2019 – A.5308 -A / S.3692-A

Position Statement -2019

A.5308 -A (Crespo) / S.3692-A (Carlucci)


The Women’s Bar Association of the State of New York (WBASNY) supports this legislation, which would amend the Labor Law, to prohibit an employer from inquiring about a potential employee’s salary history before making an offer of employment. In addition, the legislation would prohibit an employer from requesting such information “as a condition to be interviewed, or as a condition of continuing to be considered for an offer of employment, or as a condition of employment or promotion.” If the employer has already made an offer with compensation, and the prospective employee responds to the offer with wage information to support a request for higher compensation, the employer may verify that information.

The legal profession is not immune to the problem of gender wage disparity. National studies show significant salary and position disparity between women and men.  An October 2016 study by the legal search firm Major, Lindsey & Africa, found that female partners at big U.S. law firms earned an average of 44% less than their male counterparts annually.  According to the National Association for Law Placement’s 2016 Report on Diversity in U.S. Law Firms, only 18.1% of equity partners in multi-tier law firms were women, and only 5.8% were racial/ethnic minorities.  In 2016, women accounted for only 23% of the partners in the nation’s major law firms, and minorities accounted for only 8%.  In that same period, women made up 45% of associates, and minority women made up 12%.  Given that equity partners typically earn more than salaried partners, who typically earn more than associates, this translates into a large wage difference between the sexes.
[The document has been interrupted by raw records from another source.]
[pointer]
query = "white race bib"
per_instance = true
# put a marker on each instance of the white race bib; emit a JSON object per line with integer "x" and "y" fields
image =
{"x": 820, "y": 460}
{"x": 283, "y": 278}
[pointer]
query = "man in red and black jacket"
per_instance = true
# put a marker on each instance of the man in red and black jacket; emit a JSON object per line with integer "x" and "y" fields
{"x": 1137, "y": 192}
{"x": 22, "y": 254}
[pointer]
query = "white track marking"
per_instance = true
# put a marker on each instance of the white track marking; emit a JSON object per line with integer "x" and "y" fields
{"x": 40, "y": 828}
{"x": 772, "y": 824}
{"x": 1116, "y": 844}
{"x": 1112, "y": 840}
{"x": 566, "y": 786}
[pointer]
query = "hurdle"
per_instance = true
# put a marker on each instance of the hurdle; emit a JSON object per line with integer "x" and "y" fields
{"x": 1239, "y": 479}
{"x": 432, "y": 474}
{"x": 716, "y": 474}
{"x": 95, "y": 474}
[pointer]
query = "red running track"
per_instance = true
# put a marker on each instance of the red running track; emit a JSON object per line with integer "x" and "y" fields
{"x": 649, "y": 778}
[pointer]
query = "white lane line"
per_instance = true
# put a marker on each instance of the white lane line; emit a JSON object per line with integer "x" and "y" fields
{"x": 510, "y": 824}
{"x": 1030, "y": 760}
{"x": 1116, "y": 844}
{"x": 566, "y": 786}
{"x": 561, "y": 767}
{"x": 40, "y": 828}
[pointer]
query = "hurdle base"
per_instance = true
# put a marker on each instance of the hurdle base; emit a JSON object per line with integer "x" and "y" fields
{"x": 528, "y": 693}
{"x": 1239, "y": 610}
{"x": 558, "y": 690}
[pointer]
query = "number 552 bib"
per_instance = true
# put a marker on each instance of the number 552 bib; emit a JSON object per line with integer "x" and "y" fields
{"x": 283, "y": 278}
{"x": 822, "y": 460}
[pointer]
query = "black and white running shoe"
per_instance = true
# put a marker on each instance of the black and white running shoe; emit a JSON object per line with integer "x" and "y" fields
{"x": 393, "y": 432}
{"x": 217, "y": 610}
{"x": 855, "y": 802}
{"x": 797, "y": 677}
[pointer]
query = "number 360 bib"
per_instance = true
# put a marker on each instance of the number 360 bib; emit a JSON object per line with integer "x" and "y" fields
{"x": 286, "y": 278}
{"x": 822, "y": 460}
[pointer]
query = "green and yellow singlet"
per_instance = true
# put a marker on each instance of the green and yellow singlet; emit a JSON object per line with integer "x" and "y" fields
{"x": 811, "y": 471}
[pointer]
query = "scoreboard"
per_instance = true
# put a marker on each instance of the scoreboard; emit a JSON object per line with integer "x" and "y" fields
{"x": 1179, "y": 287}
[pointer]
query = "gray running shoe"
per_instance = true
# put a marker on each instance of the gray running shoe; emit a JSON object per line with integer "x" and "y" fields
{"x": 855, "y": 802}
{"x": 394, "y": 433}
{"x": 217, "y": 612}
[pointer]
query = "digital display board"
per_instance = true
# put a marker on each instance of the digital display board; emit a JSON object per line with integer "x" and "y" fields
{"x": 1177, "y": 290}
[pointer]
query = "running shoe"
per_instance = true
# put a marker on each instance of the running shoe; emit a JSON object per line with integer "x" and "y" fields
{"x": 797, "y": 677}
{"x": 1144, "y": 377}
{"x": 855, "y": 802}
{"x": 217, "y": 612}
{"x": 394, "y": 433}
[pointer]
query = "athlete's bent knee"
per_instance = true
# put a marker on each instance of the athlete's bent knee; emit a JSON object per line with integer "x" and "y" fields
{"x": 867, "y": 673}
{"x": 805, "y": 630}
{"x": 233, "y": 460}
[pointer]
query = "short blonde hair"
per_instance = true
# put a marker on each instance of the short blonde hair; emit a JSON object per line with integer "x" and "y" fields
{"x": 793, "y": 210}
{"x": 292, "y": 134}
WBASNY believes that an effective and practical way to reduce wage discrimination both within the legal profession and generally is to prohibit employers from asking job candidates about their wage history. Salary history is often used as a tool for setting wages.  Yet, doing so perpetuates the gender wage disparity.

The economic impact of the gender wage gap, including in the legal profession, is clear.  To reduce the gender wage gap, we must remedy the disparity that occurs when an employer bases wages on prior wage history. Stopping employers from asking potential workers about their wage history is an excellent practical step that goes a long way to preventing the entrenchment of discrimination against women.

WBASNY consists of over 4,200 members from twenty (20) chapters across New York State dedicated to promoting the advancement of the status of women in society and of women in the legal profession, and to the fair and equal administration of justice. Our members include individuals from all levels of state and federal benches, as well as prominent attorneys practicing in all areas of the law, educators and government leaders.